B: I think it's amazing. Everyone goes into music for different reasons, and the internet provides a space for all. That being said, with the sheer quantity of music available online now it seems to me that discovering new favourite artists is getting more difficult these days (not to mention, getting your music heard by people who might enjoy it). Or maybe I'm just useless at internet-ing.
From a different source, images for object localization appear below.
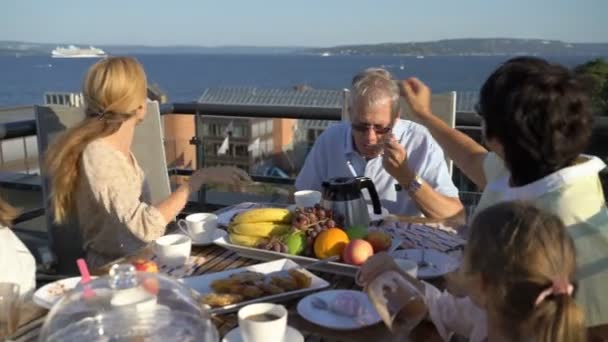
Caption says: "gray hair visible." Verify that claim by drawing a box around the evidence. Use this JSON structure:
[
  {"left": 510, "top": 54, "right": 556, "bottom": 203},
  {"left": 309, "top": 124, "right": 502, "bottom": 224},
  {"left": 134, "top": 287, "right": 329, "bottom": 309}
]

I really hope that physical music sales never die out though. I'd really miss being able to hold a tangible product of someone's passions, and flick through a lyric booklet while I listen.

 

S: If you could change one thing about the music industry, what would it be?

 

B: I think it'd be amazing if platforms like BandCamp became the standard (for consumers and artists alike). Give creators full control over all aspects of their output – with the same sort of public exposure as one might achieve on Spotify for example. It took me two weeks just to get iTunes to accept the artist name 'blurrybynature' because it didn't use a capital letter – and heaven help me if I want to lower the price. I didn't even know how much Axioms EP was going to cost until it hit the store on release day – and I still have no control over my Spotify artist profile (despite numerous attempts). 

 

I'd love for the music-consuming masses to gravitate towards artist-controlled platforms, in the same way as artists are beginning to. I think they will in time.

 

S: What do you want to achieve as a band?

 

B: To create music that empathises with, and understands people when they need it most (as so many have done for me); to encourage people to think more about the aspects of existence they take for granted... and to leave something behind.